Imagine that when you were in school you were forced to do nothing but write and recite the alphabet repeatedly every day for an entire year. Doesn’t sound like much fun, right? In fact, after you’d learned the alphabet and could write it and repeat it out loud forward and backward, you were ready to move on to a new, more complex lesson. Being made to repeat the same lesson over and over would bore you to tears.
“When I bring this scenario up to people in my clinics, most of them readily agree that a school life of focusing on nothing but the alphabet would be horrible. However, most of those same people do the exact same thing to their horses. They get stuck in the Fundamentals level of the Method and never move on. As a result, their horses are bored listless and often get cranky. Who could blame them!” Clinton says.

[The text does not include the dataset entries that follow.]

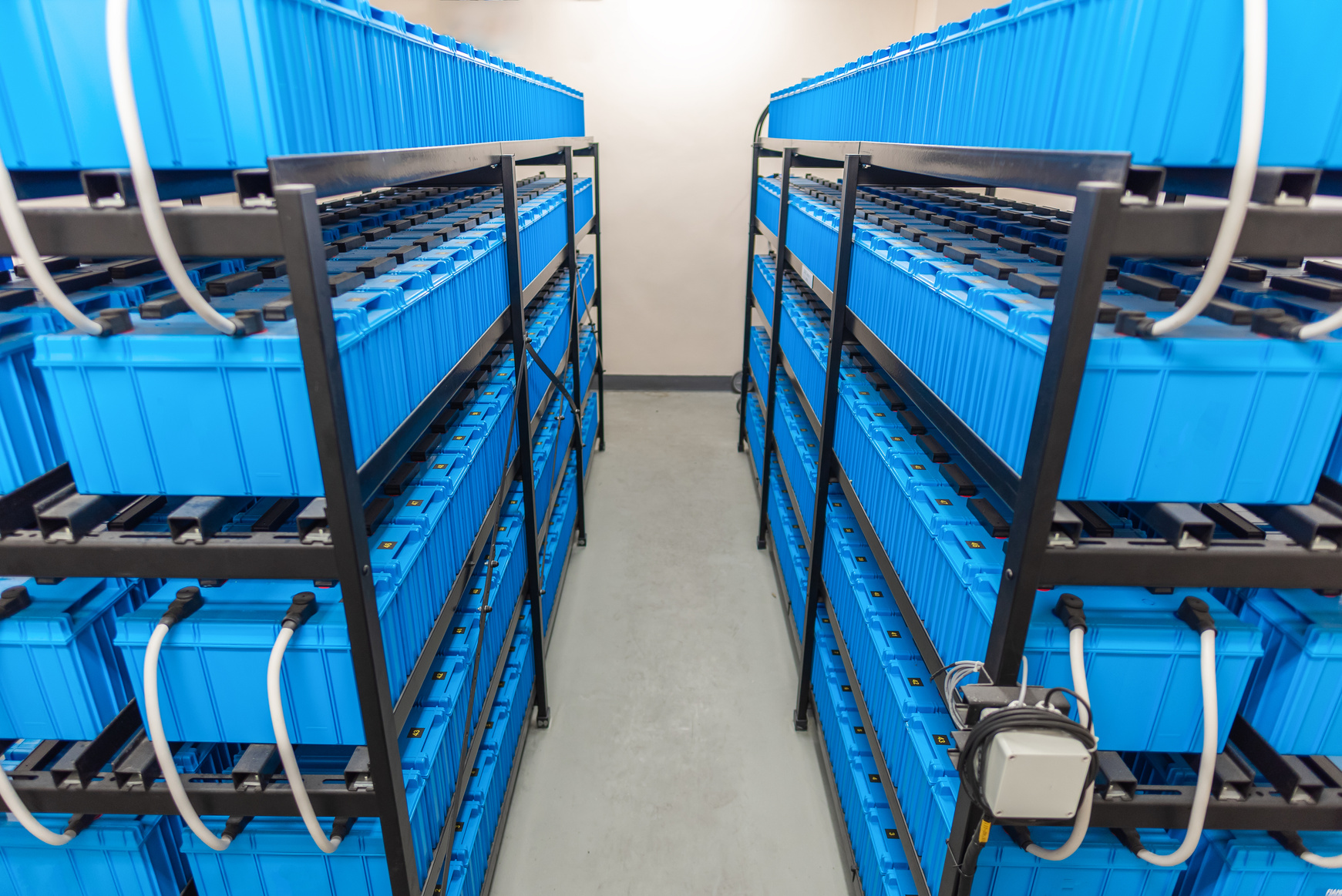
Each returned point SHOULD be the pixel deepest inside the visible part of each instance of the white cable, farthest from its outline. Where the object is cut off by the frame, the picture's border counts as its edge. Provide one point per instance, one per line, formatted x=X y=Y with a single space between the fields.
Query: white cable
x=16 y=227
x=1246 y=169
x=1206 y=766
x=1322 y=861
x=146 y=191
x=286 y=749
x=15 y=805
x=164 y=753
x=1077 y=653
x=1081 y=825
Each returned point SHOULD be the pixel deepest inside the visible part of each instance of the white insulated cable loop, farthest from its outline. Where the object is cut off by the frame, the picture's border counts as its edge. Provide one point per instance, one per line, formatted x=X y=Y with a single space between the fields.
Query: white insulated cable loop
x=1206 y=766
x=286 y=749
x=15 y=805
x=146 y=190
x=164 y=753
x=1246 y=172
x=1081 y=825
x=16 y=227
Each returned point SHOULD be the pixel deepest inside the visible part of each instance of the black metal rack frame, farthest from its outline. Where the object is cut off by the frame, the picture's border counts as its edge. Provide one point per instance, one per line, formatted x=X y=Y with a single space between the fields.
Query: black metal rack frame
x=1305 y=790
x=289 y=227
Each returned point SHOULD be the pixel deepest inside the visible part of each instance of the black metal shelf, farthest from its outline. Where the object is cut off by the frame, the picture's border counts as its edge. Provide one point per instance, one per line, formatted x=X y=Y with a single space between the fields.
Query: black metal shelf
x=869 y=727
x=392 y=452
x=333 y=173
x=289 y=228
x=1106 y=222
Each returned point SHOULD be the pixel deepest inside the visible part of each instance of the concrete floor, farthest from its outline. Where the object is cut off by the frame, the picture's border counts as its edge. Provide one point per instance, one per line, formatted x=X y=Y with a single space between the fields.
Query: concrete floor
x=670 y=765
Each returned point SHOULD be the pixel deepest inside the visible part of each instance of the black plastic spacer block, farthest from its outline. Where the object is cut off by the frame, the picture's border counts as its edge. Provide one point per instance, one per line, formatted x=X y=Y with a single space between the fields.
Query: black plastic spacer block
x=12 y=600
x=1135 y=324
x=113 y=320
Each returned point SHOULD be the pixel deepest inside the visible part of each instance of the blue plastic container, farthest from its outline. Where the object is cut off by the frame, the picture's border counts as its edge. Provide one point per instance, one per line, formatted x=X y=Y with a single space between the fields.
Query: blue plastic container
x=980 y=82
x=238 y=93
x=212 y=667
x=950 y=568
x=62 y=675
x=1287 y=699
x=1250 y=863
x=1264 y=411
x=173 y=407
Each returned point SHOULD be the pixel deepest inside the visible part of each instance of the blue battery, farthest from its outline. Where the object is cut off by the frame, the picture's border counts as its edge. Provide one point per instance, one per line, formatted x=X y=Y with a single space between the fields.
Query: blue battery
x=63 y=676
x=237 y=97
x=128 y=854
x=979 y=82
x=1267 y=408
x=175 y=408
x=1250 y=863
x=1302 y=663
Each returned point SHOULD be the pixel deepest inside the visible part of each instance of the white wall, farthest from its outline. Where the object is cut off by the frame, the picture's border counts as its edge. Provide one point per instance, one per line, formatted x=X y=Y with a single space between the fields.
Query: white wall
x=673 y=93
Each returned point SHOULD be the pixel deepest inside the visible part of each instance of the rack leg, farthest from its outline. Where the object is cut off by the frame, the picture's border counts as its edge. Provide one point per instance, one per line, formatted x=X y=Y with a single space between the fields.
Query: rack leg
x=745 y=347
x=575 y=353
x=824 y=471
x=523 y=405
x=597 y=300
x=775 y=351
x=297 y=206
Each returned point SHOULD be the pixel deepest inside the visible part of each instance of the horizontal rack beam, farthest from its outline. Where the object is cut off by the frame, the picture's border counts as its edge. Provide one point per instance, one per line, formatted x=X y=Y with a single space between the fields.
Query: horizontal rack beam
x=1047 y=170
x=150 y=555
x=353 y=172
x=389 y=455
x=114 y=233
x=1270 y=231
x=214 y=794
x=996 y=472
x=1168 y=807
x=1273 y=562
x=977 y=454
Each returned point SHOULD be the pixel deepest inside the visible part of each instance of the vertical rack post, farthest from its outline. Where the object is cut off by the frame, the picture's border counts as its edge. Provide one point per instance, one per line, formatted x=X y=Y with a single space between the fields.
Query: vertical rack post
x=838 y=331
x=596 y=300
x=1094 y=224
x=775 y=349
x=523 y=405
x=575 y=353
x=297 y=206
x=745 y=349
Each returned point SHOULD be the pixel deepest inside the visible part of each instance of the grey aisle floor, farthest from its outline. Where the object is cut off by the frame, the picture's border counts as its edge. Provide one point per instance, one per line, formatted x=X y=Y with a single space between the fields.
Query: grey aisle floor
x=670 y=765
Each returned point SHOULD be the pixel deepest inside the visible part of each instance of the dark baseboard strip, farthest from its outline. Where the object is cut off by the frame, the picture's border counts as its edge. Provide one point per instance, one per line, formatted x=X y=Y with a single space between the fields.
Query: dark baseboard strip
x=651 y=383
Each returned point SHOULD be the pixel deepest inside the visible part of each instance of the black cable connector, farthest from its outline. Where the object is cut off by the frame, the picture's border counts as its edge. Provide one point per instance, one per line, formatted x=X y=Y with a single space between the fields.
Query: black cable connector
x=1195 y=613
x=341 y=827
x=14 y=600
x=78 y=824
x=1129 y=837
x=301 y=609
x=188 y=601
x=234 y=827
x=1071 y=611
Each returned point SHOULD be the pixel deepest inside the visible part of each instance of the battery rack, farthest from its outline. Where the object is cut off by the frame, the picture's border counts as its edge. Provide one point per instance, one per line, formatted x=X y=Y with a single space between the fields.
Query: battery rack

If you’ve taught your horse the Fundamentals, move on to the Intermediate level exercises, and then the Advanced exercises. Don’t keep laboring over the exact same exercises every day for years.
“When we’re training horses at the ranch, we have a four-day rule for introducing exercises and dropping exercises out of the rotation. This “rule,” as well as training the horses on the trail and over the obstacle course, keeps their lessons interesting and new. A horse that is engaged in what you’re teaching him will make progress, while a horse that is not challenged or bored will become resentful and cranky about working with you,” Clinton says.